The eminent cartoonist Sidney Harris once drew a cartoon featuring two scientists. The caption reads "I think you should be more explicit here in Step Two." When you squint at the chalkboard in the cartoon, you see a mess of formulae surrounding the words "Then a miracle occurs."
I'm with the scientist who wrote off Step Two as a miracle. Technology should be full of inexplicit steps. Consumer-level computer products nowadays should plug in and just work. So I was a little disappointed recently when no miracle occurred during my trials of two new wireless networks. I persisted for only one reason: They boasted double the speed of regular 802.11g networks.

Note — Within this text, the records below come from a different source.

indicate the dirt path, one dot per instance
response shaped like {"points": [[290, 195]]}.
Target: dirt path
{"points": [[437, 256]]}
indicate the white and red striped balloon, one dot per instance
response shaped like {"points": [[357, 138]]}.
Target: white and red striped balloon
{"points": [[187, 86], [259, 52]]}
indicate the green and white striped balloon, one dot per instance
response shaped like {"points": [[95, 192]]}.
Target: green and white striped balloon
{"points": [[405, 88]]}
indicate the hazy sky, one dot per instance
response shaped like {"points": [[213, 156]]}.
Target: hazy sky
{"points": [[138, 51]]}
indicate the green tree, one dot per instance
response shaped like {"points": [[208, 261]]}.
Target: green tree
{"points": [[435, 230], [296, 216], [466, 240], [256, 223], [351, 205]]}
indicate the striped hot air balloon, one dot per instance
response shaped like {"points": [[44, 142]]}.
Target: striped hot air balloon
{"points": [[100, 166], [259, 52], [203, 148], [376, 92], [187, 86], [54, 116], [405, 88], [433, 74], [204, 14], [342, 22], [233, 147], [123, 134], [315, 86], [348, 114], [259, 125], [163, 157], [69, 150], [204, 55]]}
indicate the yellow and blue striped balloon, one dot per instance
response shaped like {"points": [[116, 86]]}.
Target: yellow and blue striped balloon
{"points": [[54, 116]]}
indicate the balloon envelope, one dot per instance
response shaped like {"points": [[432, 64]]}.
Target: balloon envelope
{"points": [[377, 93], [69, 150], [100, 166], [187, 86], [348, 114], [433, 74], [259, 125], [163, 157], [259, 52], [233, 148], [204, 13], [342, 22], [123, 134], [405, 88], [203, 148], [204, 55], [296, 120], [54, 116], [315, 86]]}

And under the right circumstances, they delivered on that boast.
The good news
D-Link and Netgear have both introduced 802.11g wireless base stations and PC Cards based on an Atheros chipset with a hidden advantage it calls Super G. This design uses compression techniques, and the ability to use two wireless channels at once helps you reach a nominal transfer rate of a whopping 108Mbps.
In my tests of networks built around D-Link's Xtreme G products and Netgear's WGT624 wireless firewall router and WG511T PC Cards, things proved much faster than on my old 802.11g and 802.11b networks.
Of course, real-life throughput never came close to 108Mbps--it topped out around 26Mbps, but that still beat out Wireless G's real-life rates of 14-to-18Mbps and .11b's scant 5-to-6Mbps. And because most people's Internet connections top out at 1.5Mbps anyway, we're talking overkill anyway--though both Netgear's and D-Link's base stations pepped up my DSL-to-wireless connection about 15 percent with the turbocharged 108 settings engaged.
Both companies' base stations retail at around $130-$150; the matching PC Cards go for around $80. This is a price premium of around 10 or so percent higher than comparable 802.11g rigs--a bargain considering the speed boost.
The bad news
So what, given the good news, was the problem with this miracle speed boost? The trouble came when I tried to incorporate an IBM ThinkPad with built-in 802.11b wireless into the network. It couldn't even find the 108Mbps wireless network for D-Link, and it wouldn't connect to the Netgear one. Even though the new devices are based around what should be a compatible standard (802.11g), the speed-boosting 108Mbps mode messes with that compatibility.
Netgear's product literature 'fessed up to the incompatibility, and the company is promising a firmware fix that should be available by the time you read this. D-Link claims that even in its 108Mbps Dynamic Mode, their products are backward-compatible. But not in my world, they weren't.
Calls to technical support forced me through network settings, something I'd sooner write off as a miracle than see in detail. I waded through IP Config settings--a Windows app that shows the IP addresses of network hardware and default gateway. (Under Windows 98/Me, select Run and type in WinIPCfg; under XP, it's Run, type in CMD, and at the command prompt, IPCONFIG). Then I had to wade through configuration Web pages embedded in both base stations.
For both Netgear and D-Link's products, I had to turn off the zoom-fest 108 mode to hook up my 802.11b notebook. And D-Link's dismissive technical support never did explain why their feted backward compatibility wasn't so--but then again, they refused point-blank to help me with what they called a problem with my notebook. I had to browbeat them into telling me how to set their base station to 802.11b mode manually so that my 802.11b notebook could recognize it. So much for product claims.
A happy ending
However, a miracle did occur in Step Two. Even without turbo mode, I still connected to the Internet about five to 10 percent faster with these products than I had before. So when I browsed more of Sidney Harris's great cartoons at Science Cartoons Plus, I got the joke all the more quickly.